Pune, June 1: Farmers across the Marathwada region in Maharashtra are struggling to get crop loans to buy seeds and fertilisers and prepare for Kharif season that begins within two weeks. While the state government has asked banks to help farmers avail crop loans, they say the banks have not been cooperative.
Nivrutti Sanap, a farmer in his forties, from Chanegoan village in Badlapur Taluka, cultivates soybean and cotton over ten acres of farmland. So far, he has been unable to enter the Bank of India at Rajur, five kilometres from his village. “There is always a line of at least 20 to 25 people outside the bank who come to withdraw funds and for other work. The bank allows only one or two people in at a time due to the threat of COVID-19. Also, the bank functions only for four hours a day with half its employees. I have been to the bank five times and could not even enter it due the crowd,” said Sanap, asking how he would be able to get a loan if he cannot even make his way in.
Sanap does not have a previous loan to repay and he just hoped to meet the bank manager to ask him when he could avail of a loan to buy seeds, fertilisers and pesticides before the rains commence.
The India Meteorological Department had forecasted the arrival of monsoon in Kerala by June 1. Reports mention that the monsoon has already hit the south-western state and Maharashtra gets rain within a week or two of it hitting Kerala.
As soon as the first spell of rain hits the ground, farmers need to sow seeds and use fertilisers on the soil. They also need to buy or fix old equipment like water pumps, water pipes and the like.
“On May 22, the Maharashtra government asked district cooperative banks to avail crop loans to those who are yet to get the benefit of the loan waiver scheme. Over 19 lakh farmers have got loan waiver under the Mahatma Jyotiba Phule scheme and 11 lakh are yet to get it. Rs 12,000 crore has been transferred to 19 lakh beneficiaries and the state is struggling to avail the remaining Rs 8,100 crore,” said Anil Kawade, Commissioner for Cooperation and Registrar, Cooperative Societies, Maharashtra.
Manik Kadam, an activist who works for farmers from the Parbhani district, said that the banks need an excuse to not give a loan to farmers and that “COVID-19 is a good reason to not to entertain farmers. Farmers have to ride to towns or into the city where banks are located. Police harass them on the way by asking them for their driving licence or other documents and farmers have to bribe them,” he added.
Rajguru Shinde, a farmer from Khalegoan village in Beed district, said the Maharashtra Gramin Bank asked him to produce a Land Certificate in addition to certificates from other banks which should mention that he did have outstanding loans with them. Shinde, his wife, and the livelihood of their two children, depends on him producing cotton and soybean in two acres of land in the drought-affected region.
Shinde said that the tehsil office (for the land certificate) and bank offices are only open for a few hours. “I am unable to get the certificate as banks and tehsil offices do not have the required staff to help me. Over 20 farmers from my village have been facing the same problem,” he added.
Nivurtti Shevale, a small farmer from Chanegoan with 2.5 acres of land, said that he would not even be considered for a loan by the Bank of India. “I had taken a loan of Rs 84,000 and could not repay it. My loan did not get waived off. Now, the bank says they will not give me a loan,” he added.

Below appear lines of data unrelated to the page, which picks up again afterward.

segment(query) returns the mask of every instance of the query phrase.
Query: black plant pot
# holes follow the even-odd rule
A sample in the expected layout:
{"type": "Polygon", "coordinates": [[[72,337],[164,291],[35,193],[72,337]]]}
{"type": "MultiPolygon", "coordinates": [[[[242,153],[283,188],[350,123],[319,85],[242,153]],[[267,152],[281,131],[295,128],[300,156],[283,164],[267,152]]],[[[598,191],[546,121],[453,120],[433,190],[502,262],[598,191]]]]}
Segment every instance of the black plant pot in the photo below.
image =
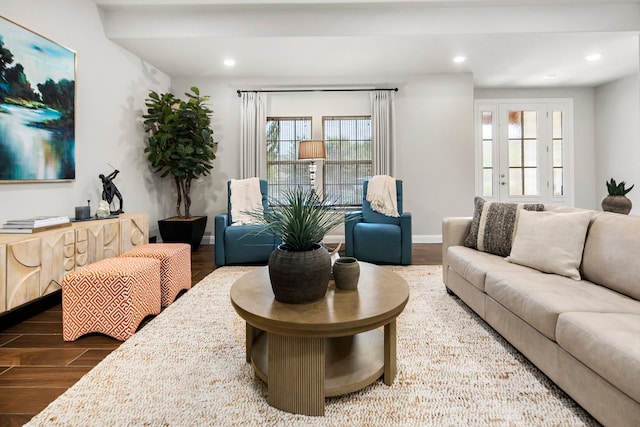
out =
{"type": "Polygon", "coordinates": [[[269,279],[276,300],[304,304],[324,297],[331,276],[331,255],[320,245],[305,252],[278,246],[269,257],[269,279]]]}
{"type": "Polygon", "coordinates": [[[189,243],[192,251],[197,251],[207,226],[207,217],[193,216],[180,218],[177,216],[158,221],[160,236],[165,243],[189,243]]]}
{"type": "Polygon", "coordinates": [[[612,195],[602,199],[600,206],[602,206],[602,210],[605,212],[614,212],[624,215],[628,215],[633,207],[631,200],[629,200],[627,196],[612,195]]]}

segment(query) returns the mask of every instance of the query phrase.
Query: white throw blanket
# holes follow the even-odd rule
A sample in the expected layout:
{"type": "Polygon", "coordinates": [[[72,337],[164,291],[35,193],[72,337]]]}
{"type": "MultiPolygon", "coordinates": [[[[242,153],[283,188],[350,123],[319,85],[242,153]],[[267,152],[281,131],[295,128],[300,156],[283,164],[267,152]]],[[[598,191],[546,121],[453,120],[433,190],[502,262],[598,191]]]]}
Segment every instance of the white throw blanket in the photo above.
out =
{"type": "Polygon", "coordinates": [[[388,175],[375,175],[369,180],[367,202],[371,209],[386,216],[399,217],[396,179],[388,175]]]}
{"type": "Polygon", "coordinates": [[[259,221],[245,212],[262,212],[260,179],[231,180],[231,225],[257,224],[259,221]]]}

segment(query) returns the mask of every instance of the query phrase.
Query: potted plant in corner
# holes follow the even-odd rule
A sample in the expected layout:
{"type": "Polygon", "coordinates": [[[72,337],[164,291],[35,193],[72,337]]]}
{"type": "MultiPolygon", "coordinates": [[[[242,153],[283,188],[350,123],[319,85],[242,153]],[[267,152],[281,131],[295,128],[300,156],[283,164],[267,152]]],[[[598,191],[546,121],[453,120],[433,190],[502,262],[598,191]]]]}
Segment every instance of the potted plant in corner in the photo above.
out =
{"type": "Polygon", "coordinates": [[[247,212],[282,238],[269,257],[269,279],[276,300],[302,304],[322,298],[331,277],[331,255],[320,244],[344,222],[324,195],[298,186],[272,200],[268,210],[247,212]]]}
{"type": "Polygon", "coordinates": [[[609,195],[602,199],[602,210],[625,215],[631,212],[631,200],[629,200],[626,195],[633,189],[635,184],[625,189],[626,183],[624,181],[617,184],[613,178],[606,181],[606,184],[609,195]]]}
{"type": "Polygon", "coordinates": [[[144,152],[154,172],[171,175],[176,185],[176,216],[158,221],[164,242],[190,243],[197,250],[207,224],[206,215],[192,216],[191,185],[208,175],[216,158],[208,96],[200,96],[197,87],[185,93],[186,100],[172,93],[149,92],[145,101],[144,129],[147,146],[144,152]],[[184,212],[183,212],[184,207],[184,212]]]}

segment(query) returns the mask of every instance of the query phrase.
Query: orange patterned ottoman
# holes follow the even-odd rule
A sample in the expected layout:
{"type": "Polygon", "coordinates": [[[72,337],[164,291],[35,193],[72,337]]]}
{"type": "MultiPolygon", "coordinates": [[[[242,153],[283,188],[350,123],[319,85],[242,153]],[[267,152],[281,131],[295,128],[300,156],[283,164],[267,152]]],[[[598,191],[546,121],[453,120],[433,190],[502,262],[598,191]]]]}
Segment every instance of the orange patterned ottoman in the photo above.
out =
{"type": "Polygon", "coordinates": [[[62,337],[100,332],[124,341],[160,313],[160,261],[107,258],[62,278],[62,337]]]}
{"type": "Polygon", "coordinates": [[[171,304],[182,289],[191,288],[191,245],[149,243],[122,254],[123,257],[159,259],[160,293],[163,307],[171,304]]]}

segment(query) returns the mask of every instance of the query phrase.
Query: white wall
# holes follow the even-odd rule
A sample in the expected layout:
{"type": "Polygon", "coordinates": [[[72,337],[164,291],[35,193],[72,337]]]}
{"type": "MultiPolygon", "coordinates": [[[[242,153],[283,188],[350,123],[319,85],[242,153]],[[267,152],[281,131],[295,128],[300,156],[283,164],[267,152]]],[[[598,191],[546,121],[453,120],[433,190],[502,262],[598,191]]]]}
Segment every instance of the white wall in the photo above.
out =
{"type": "Polygon", "coordinates": [[[473,214],[471,74],[408,79],[396,117],[398,176],[406,183],[414,242],[432,242],[442,234],[442,218],[473,214]]]}
{"type": "MultiPolygon", "coordinates": [[[[86,0],[2,0],[0,15],[77,53],[76,179],[60,183],[0,184],[0,221],[34,215],[75,215],[91,200],[95,211],[110,163],[127,212],[147,212],[150,224],[170,213],[143,155],[141,114],[149,89],[166,90],[169,77],[107,40],[95,4],[86,0]]],[[[35,86],[32,82],[32,85],[35,86]]]]}
{"type": "Polygon", "coordinates": [[[599,86],[596,109],[596,197],[607,195],[605,182],[625,181],[633,203],[631,215],[640,215],[640,84],[638,74],[599,86]]]}
{"type": "Polygon", "coordinates": [[[585,209],[599,207],[595,191],[595,125],[593,88],[549,89],[476,89],[475,99],[573,99],[573,147],[575,173],[575,206],[585,209]]]}
{"type": "MultiPolygon", "coordinates": [[[[414,242],[438,242],[444,216],[471,215],[473,210],[472,77],[399,76],[395,81],[398,83],[385,87],[400,87],[395,94],[396,177],[404,180],[404,208],[413,216],[414,242]]],[[[218,158],[212,175],[195,184],[192,211],[209,215],[207,233],[212,233],[213,216],[226,210],[226,181],[239,176],[240,100],[236,90],[256,85],[283,87],[283,82],[177,78],[172,84],[176,93],[196,85],[211,96],[218,158]]],[[[267,115],[311,115],[314,137],[321,136],[323,115],[371,114],[367,92],[269,94],[267,104],[267,115]]],[[[208,239],[211,241],[210,235],[208,239]]]]}

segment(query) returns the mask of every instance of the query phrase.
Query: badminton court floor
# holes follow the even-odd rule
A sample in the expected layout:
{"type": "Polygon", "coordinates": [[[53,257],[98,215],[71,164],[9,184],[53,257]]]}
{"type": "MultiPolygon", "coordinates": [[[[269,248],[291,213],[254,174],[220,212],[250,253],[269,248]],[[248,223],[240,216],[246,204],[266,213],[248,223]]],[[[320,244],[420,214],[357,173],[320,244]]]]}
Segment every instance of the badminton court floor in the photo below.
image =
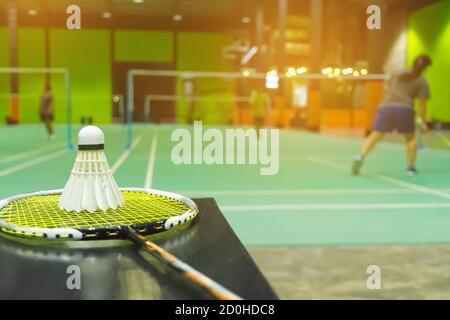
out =
{"type": "MultiPolygon", "coordinates": [[[[408,178],[404,146],[384,142],[354,177],[360,138],[282,130],[279,172],[262,176],[258,165],[173,164],[175,126],[136,125],[130,150],[123,126],[101,127],[120,186],[213,197],[248,247],[450,242],[450,150],[422,150],[408,178]]],[[[53,142],[39,125],[0,127],[0,198],[63,188],[75,155],[64,126],[53,142]]]]}

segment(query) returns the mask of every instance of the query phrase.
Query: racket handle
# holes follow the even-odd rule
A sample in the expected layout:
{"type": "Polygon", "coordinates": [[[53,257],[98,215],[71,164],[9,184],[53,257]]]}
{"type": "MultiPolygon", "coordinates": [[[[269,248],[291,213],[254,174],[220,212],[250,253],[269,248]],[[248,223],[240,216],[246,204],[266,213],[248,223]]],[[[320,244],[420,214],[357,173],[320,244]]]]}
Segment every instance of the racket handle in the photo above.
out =
{"type": "Polygon", "coordinates": [[[150,240],[147,240],[134,229],[127,227],[125,230],[127,232],[128,238],[133,243],[143,248],[146,252],[151,254],[160,262],[164,263],[166,266],[170,267],[172,270],[181,274],[183,278],[189,281],[191,284],[194,284],[195,286],[201,287],[203,290],[206,290],[214,298],[218,300],[242,300],[242,298],[235,293],[218,284],[200,271],[197,271],[187,263],[181,261],[157,244],[151,242],[150,240]]]}

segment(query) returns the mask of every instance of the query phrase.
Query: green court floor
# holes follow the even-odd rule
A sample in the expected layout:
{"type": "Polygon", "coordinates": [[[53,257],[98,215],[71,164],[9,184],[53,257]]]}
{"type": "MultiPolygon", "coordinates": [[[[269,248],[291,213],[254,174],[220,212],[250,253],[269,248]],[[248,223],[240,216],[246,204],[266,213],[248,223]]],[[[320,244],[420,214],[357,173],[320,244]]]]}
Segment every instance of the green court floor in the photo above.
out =
{"type": "MultiPolygon", "coordinates": [[[[384,142],[353,177],[361,138],[281,131],[280,170],[261,176],[259,165],[173,164],[175,126],[135,126],[129,151],[123,126],[101,127],[120,186],[214,197],[247,246],[450,242],[450,149],[421,151],[408,178],[404,146],[384,142]]],[[[0,127],[1,198],[64,187],[76,155],[64,132],[48,142],[38,125],[0,127]]]]}

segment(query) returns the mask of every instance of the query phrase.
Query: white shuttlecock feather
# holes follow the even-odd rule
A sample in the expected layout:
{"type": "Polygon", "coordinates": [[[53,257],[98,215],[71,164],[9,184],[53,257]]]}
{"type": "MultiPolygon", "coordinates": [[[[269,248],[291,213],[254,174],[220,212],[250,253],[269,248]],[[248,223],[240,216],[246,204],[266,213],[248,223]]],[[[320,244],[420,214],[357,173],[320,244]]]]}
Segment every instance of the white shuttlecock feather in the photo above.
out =
{"type": "Polygon", "coordinates": [[[78,134],[78,154],[72,174],[59,200],[66,211],[106,211],[124,205],[104,152],[105,136],[98,127],[87,126],[78,134]]]}

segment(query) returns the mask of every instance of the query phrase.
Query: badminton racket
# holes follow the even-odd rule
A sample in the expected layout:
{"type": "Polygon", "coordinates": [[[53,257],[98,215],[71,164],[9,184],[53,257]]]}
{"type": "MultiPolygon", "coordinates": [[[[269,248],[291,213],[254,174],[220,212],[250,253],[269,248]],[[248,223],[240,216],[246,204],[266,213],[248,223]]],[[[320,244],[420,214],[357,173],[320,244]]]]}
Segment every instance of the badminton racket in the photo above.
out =
{"type": "Polygon", "coordinates": [[[191,199],[159,190],[128,188],[121,192],[124,207],[79,213],[58,209],[62,190],[4,199],[0,201],[0,231],[13,237],[50,241],[126,239],[175,271],[187,284],[216,299],[241,299],[145,238],[190,223],[198,214],[191,199]]]}

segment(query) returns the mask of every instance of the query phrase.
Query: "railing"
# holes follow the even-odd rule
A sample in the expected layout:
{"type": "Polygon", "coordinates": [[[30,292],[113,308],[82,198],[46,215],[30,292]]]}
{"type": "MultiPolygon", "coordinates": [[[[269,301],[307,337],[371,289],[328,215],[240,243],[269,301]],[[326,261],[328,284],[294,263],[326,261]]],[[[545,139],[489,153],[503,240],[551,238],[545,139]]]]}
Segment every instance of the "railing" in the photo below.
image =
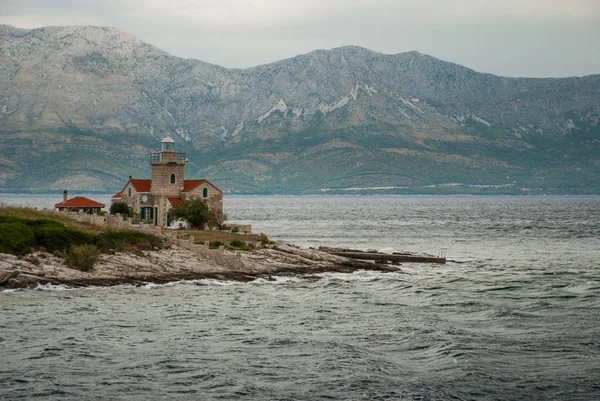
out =
{"type": "Polygon", "coordinates": [[[185,163],[185,153],[160,152],[150,154],[150,163],[185,163]]]}

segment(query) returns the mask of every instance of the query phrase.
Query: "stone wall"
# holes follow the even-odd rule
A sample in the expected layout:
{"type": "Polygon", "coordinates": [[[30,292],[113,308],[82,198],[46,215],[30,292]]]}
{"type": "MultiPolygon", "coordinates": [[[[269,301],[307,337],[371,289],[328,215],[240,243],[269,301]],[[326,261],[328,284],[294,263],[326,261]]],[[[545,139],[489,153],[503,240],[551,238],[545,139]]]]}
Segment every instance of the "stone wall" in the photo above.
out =
{"type": "Polygon", "coordinates": [[[107,227],[109,230],[137,230],[149,234],[161,234],[162,230],[160,227],[153,224],[133,224],[131,217],[123,218],[120,214],[105,214],[100,216],[97,214],[77,213],[77,212],[54,212],[50,211],[49,214],[60,213],[61,215],[67,215],[70,219],[79,221],[81,223],[87,223],[94,226],[107,227]]]}
{"type": "Polygon", "coordinates": [[[227,224],[232,231],[235,231],[237,228],[237,232],[240,234],[252,234],[252,225],[251,224],[227,224]]]}
{"type": "MultiPolygon", "coordinates": [[[[137,230],[151,234],[163,234],[162,228],[155,226],[152,223],[136,223],[132,222],[131,217],[123,217],[120,214],[104,214],[103,216],[98,214],[87,214],[83,212],[56,212],[48,211],[49,214],[60,213],[61,215],[67,215],[69,218],[94,226],[106,226],[111,230],[137,230]]],[[[231,230],[240,234],[252,234],[251,224],[226,224],[231,230]]]]}

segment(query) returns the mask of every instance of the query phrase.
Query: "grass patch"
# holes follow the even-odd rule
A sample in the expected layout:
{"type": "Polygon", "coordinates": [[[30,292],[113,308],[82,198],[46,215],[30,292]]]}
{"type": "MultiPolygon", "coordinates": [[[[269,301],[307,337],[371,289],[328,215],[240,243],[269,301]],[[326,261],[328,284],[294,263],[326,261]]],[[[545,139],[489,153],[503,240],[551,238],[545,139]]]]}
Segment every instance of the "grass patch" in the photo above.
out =
{"type": "Polygon", "coordinates": [[[1,216],[20,217],[22,219],[30,220],[51,220],[62,223],[62,225],[66,227],[90,233],[99,233],[105,231],[103,227],[73,220],[69,216],[60,212],[40,211],[29,207],[0,206],[0,217],[1,216]]]}
{"type": "Polygon", "coordinates": [[[138,250],[151,251],[154,248],[162,248],[162,240],[156,235],[146,234],[139,231],[107,231],[98,234],[94,243],[102,252],[109,250],[124,251],[135,247],[138,250]]]}

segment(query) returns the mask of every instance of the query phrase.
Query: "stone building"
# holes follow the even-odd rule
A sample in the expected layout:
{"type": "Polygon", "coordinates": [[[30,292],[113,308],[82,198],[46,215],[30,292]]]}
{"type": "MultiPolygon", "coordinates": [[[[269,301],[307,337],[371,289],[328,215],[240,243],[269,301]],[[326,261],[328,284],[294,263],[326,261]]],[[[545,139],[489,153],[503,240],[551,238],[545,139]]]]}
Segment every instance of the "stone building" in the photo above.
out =
{"type": "Polygon", "coordinates": [[[184,169],[185,153],[175,152],[175,141],[167,135],[161,143],[161,151],[150,155],[151,179],[129,181],[123,190],[115,194],[112,203],[126,203],[134,216],[154,225],[178,228],[181,221],[169,221],[168,212],[184,200],[199,198],[210,211],[223,213],[223,191],[207,180],[186,180],[184,169]]]}

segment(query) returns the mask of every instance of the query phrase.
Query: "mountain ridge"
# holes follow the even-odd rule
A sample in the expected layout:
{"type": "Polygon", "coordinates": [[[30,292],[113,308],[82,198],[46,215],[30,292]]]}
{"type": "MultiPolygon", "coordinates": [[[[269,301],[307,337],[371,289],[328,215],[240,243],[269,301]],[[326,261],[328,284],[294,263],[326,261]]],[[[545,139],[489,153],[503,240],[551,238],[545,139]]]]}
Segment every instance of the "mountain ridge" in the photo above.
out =
{"type": "Polygon", "coordinates": [[[227,69],[118,28],[0,26],[0,188],[118,189],[172,132],[188,175],[232,192],[597,193],[599,93],[597,74],[507,78],[418,51],[227,69]]]}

Shevale cultivates soybean, cotton and garlic during Kharif and jowar (sorghum) or wheat during the Rabi season. He requires at least Rs 1.5 lakhs for seeds, fertilisers and to employ labours on his land..
As per agriculture department of Maharashtra, 44,977 hectares of land is under cultivation in eight districts of Maharashtra and farming is the source of livelihood across the region. A per the IMD, Marathwada received an average of 700 mm of rainfall against the state average of between 1200 mm and 1300 mm last year. The region has been affected by droughts and hailstorms, affecting produce. Farmers are unable to repay loans and end up committing suicide.
As per data from Revenue Section of the Divisional Commissioner office in Aurangabad, 231 farmers from the region have committed suicide between January and April in 2020. Thirty-six farmers have committed suicide in April alone, during the lockdown. Since 2001, over 24,000 farmers from the region have committed suicide as they have not been able to repay loans.
Umesh Shinde, an activist and farmer from Beed, said: “Farmers do not have money as they could not harvest or sell Rabi produce like vegetables, pulses and cotton due to the lockdown imposed to contain COVID-19. Many farmers could not sell cotton as the government bought limited cotton.”
“Farmers either get payment from the sale of Rabi produce or a crop insurance amount. They submit the cheques in banks or the amount is directly deposited in the banks. However, banks deduct the amount from their loan amount without the farmers’ permission. Thus, even if farmers do get some money they don’t really get it, and they end up with no money in their hands,” explained Shinde.
“Farmers who are on the list for loan waivers should not be facing this problem. If there are such cases, they should approach the District Registrar for Co-operative Societies,” said Kawade.
However, farmers said that their offices were not open to their complaints.